Gobtron a-t-il été un succès commercial? Pas vraiment. Il servait plutôt de projet pour consolider la chimie du groupe, sans nécessairement avoir établi un plan d’affaires. L’idée initiale était d’élaborer un portail payant rassemblant plusieurs jeux, où les accomplissements allaient tous être reliés entre les jeux. Le plan a été abandonné pendant que Juicy Beast continuait de s’établir dans le monde des jeux flash, en passant par les réseaux de Newgrounds, Kongregate ou Armor Games. Néanmoins, la signature Juicy Beast commençait déjà à s’affirmer.

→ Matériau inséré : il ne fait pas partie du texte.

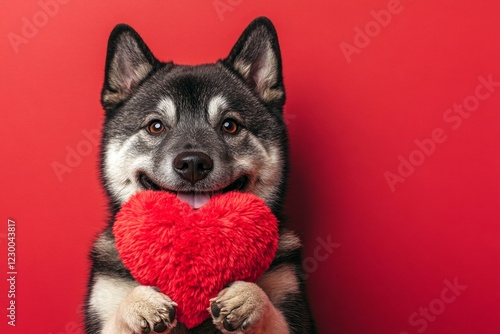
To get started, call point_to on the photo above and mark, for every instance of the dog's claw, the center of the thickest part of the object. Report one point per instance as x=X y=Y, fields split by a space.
x=228 y=326
x=145 y=327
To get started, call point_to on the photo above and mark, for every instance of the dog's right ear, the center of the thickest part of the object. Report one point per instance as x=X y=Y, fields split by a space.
x=128 y=62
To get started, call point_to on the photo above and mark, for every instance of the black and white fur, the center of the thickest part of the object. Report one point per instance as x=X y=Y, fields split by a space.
x=192 y=108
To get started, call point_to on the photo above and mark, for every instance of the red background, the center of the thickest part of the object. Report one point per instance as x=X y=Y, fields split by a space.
x=349 y=123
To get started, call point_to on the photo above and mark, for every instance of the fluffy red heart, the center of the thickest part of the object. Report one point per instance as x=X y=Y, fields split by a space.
x=190 y=255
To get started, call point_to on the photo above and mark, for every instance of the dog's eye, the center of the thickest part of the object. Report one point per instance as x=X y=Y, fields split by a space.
x=230 y=126
x=155 y=127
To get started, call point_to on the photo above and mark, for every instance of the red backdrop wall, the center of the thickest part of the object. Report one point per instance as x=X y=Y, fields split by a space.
x=393 y=111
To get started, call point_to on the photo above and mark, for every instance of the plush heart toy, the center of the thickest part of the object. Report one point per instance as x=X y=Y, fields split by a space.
x=191 y=255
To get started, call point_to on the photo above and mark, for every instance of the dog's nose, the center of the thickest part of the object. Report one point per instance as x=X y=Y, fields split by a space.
x=193 y=166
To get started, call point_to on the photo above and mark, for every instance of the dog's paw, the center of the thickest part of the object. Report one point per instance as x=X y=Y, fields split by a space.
x=146 y=310
x=240 y=308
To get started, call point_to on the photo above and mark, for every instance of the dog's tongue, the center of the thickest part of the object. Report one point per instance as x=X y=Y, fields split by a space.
x=196 y=200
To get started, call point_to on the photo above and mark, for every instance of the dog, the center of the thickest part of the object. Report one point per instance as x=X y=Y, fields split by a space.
x=196 y=131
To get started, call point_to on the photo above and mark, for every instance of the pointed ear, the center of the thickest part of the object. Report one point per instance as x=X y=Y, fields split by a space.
x=128 y=62
x=256 y=58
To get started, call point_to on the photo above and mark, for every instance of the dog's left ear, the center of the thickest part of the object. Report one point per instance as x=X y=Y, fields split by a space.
x=256 y=58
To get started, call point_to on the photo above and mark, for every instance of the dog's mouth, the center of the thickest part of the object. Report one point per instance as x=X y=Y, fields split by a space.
x=195 y=199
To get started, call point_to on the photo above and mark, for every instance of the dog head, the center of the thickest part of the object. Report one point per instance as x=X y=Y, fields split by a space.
x=195 y=130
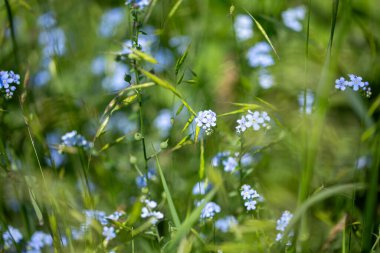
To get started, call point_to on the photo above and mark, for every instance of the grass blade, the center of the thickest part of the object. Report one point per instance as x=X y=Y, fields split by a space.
x=172 y=209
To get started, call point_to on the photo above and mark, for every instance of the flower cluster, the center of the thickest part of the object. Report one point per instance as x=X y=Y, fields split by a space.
x=201 y=188
x=226 y=160
x=148 y=211
x=250 y=196
x=356 y=83
x=243 y=27
x=292 y=18
x=8 y=81
x=206 y=120
x=210 y=209
x=255 y=119
x=226 y=223
x=73 y=139
x=141 y=181
x=10 y=236
x=282 y=223
x=139 y=4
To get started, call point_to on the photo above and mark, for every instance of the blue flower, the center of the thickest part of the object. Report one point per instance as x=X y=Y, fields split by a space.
x=10 y=236
x=8 y=80
x=282 y=223
x=140 y=4
x=109 y=233
x=226 y=223
x=259 y=55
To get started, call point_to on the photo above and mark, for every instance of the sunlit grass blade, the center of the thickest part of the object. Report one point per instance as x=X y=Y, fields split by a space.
x=172 y=208
x=185 y=227
x=168 y=86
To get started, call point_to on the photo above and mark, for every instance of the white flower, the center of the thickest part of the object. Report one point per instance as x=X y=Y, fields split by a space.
x=243 y=27
x=226 y=223
x=230 y=164
x=250 y=205
x=109 y=233
x=210 y=210
x=206 y=120
x=255 y=119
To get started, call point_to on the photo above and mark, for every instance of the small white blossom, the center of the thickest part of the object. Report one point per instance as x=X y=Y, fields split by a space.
x=206 y=120
x=255 y=119
x=230 y=164
x=355 y=82
x=210 y=210
x=109 y=233
x=226 y=223
x=250 y=205
x=243 y=27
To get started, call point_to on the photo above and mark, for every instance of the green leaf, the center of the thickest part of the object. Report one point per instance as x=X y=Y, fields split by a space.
x=172 y=209
x=185 y=227
x=168 y=86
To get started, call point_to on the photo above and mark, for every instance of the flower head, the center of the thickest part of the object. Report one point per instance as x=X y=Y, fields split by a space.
x=243 y=27
x=109 y=233
x=206 y=120
x=255 y=119
x=210 y=210
x=226 y=223
x=73 y=139
x=8 y=82
x=355 y=82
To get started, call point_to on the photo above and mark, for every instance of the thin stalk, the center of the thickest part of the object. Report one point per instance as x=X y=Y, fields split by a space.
x=12 y=29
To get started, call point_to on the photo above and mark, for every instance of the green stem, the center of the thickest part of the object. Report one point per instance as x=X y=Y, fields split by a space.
x=13 y=34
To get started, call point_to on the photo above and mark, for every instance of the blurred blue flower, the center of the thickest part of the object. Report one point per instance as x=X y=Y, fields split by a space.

Succès grandissant, mais limité

Lentement, Juicy Beast finit par trouver la route de la rentabilisation de leurs jeux flash, notamment grâce à l’aide de leurs amis de Berzerk Studio, à Québec. Le système est comparable à une vente aux enchères de l’exclusivité d’un titre, via la plate-forme FGL (désormais active dans les jeux mobiles). Ce succès se fait ressentir avec Knightmare Tower et Burrito Bison, quoique tardivement, puisque les jeux sur navigateurs sont en déclin au profit du mobile et où les portails de jeux, comme Armor Games, engagent eux-mêmes des développeurs pour faire des jeux exclusifs.



Foncer vers la Ouya

Toutefois, les jeux sur navigateur ont un certain plafond au niveau des revenus. Juicy Beast se retrouvait à avoir une rentabilité suffisante pour financer un autre jeu, tombant ainsi dans une boucle. En 2012, le portage au mobile de leurs titres devient alors une option, malgré les complications du temps où les logiciels de création pour mobile étaient encore très problématiques. En même temps, Juicy Beast s’intéresse à la Ouya, à l’époque hautement estimée, pour y porter Knightmare Tower pendant que la console est en pleine phase de promotion.

Yowan Langlais, cofondateur de Juicy Beast

L’aventure Toto Temple

En mai 2013, l’équipe va à Toronto pour participer à un game jam, le TOJam, pour en ressortir avec un jeu compétitif à quatre joueurs, Toto Temple. S’en suit une série d’opportunités, leur permettant de développer leur produit réalisé en 48 heures en un jeu entier sur console, duquel naîtra Toto Temple Deluxe. La première année de développement et de promotion fut donc consacrée à une version Ouya. Rappelez-vous encore qu’à l’époque, on croyait toujours au potentiel de cette console. Après le succès de Towerfall, on croyait fortement au potentiel des brawlers à quatre joueurs en local.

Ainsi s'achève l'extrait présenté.